Мне не хочется замечать демонстративные позы рейхсмаршала, я разговариваю с Грабовецким и Малцужиньским, наклоняюсь в их сторону, не переставая рассматривать небольшой старинный зал суда, удивительно маленький по сравнению с ролью, какая ему отведена. Могло бы показаться, что это скорей конференц-зал в небольшом банке, а не зал заседаний Международного военного трибунала.
— Вы заметили, что все они производят какое-то странное впечатление? — говорит шепотом Грабовецкий. — Геринг старается быть примадонной этого процесса, Франк задался целью убедить нас в своей набожности: все эти месяцы он сидит над Библией, читает главу за главой.
— Да, но остальные уже превратились в собственные выцветшие фотографии, они понимают, что перечеркнули свое будущее; внутренне они уже мертвы.
— Ну что ж, этот процесс для них, конечно, не развлечение. Ведь и нам уже надоело, уверяю вас. Нам тоже надоело.
— Кроме Геринга, Франка и Гесса, этого страшноватого Гесса, выделяется среди остальных еще один. Вон тот, что поднял руку и трет лоб.
— Йодль? Да, это Йодль.
— У него человеческое выражение лица. Он всматривается в зал, словно кого-то ждет. Ах, это ведь его жена была секретаршей адвоката?
Грабовецкий надел наушники, отрегулировал их, потом открыл одно ухо.
— Генерал Йодль похож на провинциального служащего или начальника почты, правда? С них быстро слетел ореол величия.
— Ореол? Это были гитлеровские фуражки, — говорю я тихо.
С чувством облегчения я обвожу глазами зал. Я очень люблю сидеть расслабившись, без внутреннего напряжения. С удовольствием думаю о том, что мне больше не надо сидеть в комнате для свидетелей и подниматься на возвышение для дачи показаний. Обеими руками держу апельсин, вдыхаю приятный крепкий аромат, может быть, где-то на свете существуют коричные лавочки со сладкими булочками и экзотическими фруктами. В Польше их сейчас нет. Польша лежит в развалинах.
Странно, сколько голов подсудимых повернулось при виде апельсина. Может быть, он стал для них символом жизни, которую они безвозвратно испортили.
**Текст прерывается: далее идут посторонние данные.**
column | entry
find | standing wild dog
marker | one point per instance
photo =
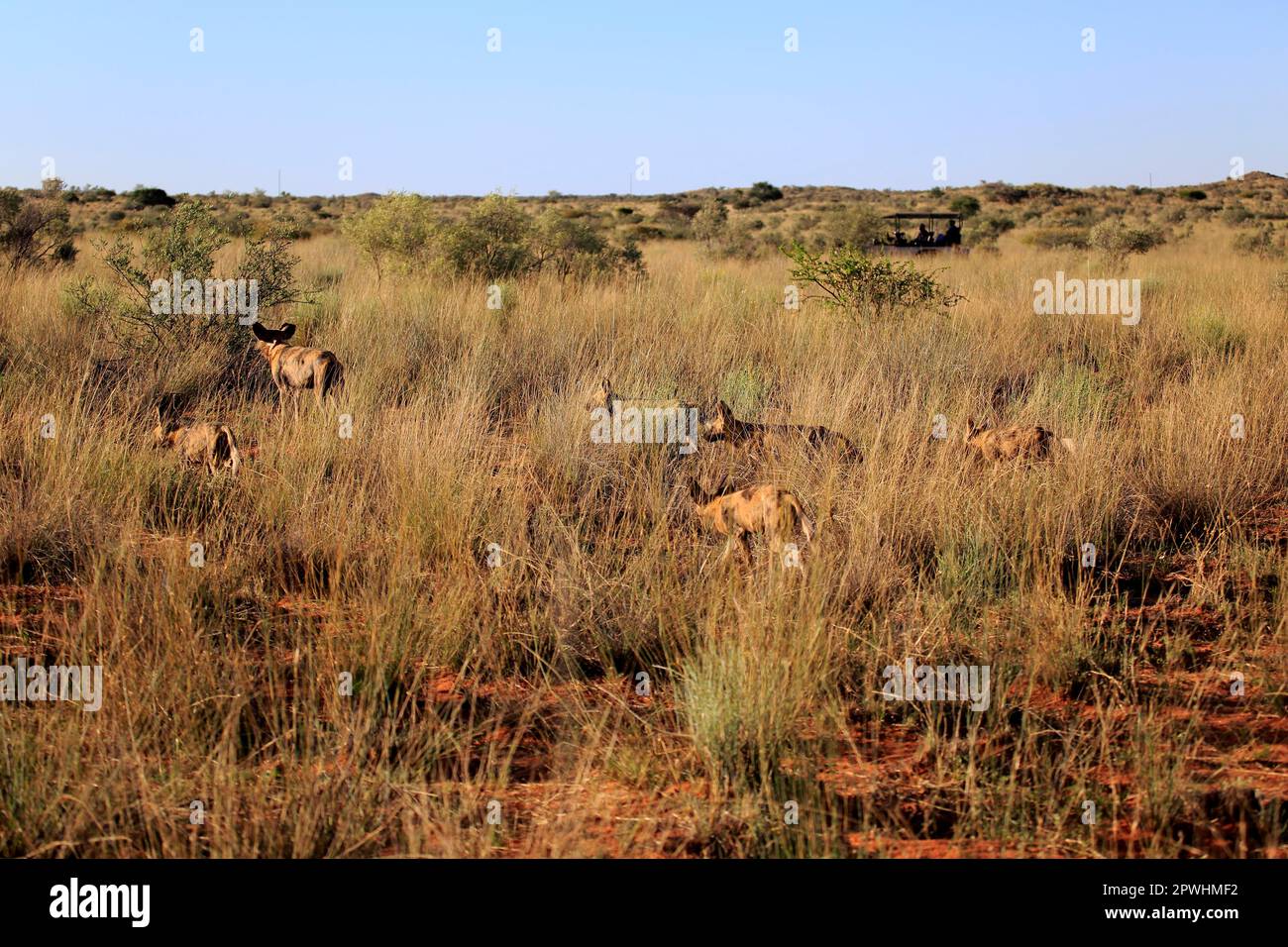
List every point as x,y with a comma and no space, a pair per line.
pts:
721,425
1014,442
213,445
761,509
296,368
Геринг продолжает все время двигаться, всем туловищем повернулся в сторону балкона, он всего в нескольких метрах, не спускает с меня взгляда. Какое ужасное ощущение! Во мне растет чувство омерзения. Огромная, надувающая губы жаба, готовая брызнуть ядовитой слюной; выпученные неподвижные глаза Геринга, мешки под глазами, висящие щеки, они дают возможность отличить его лицо от всех прочих человеческих лиц — это жирная, чувственная физиономия старой бабы, кокетливой и агрессивной. Я не боюсь этой «бабы». Я быстро оглядела судейский стол, скользнула взглядом по лицам юристов.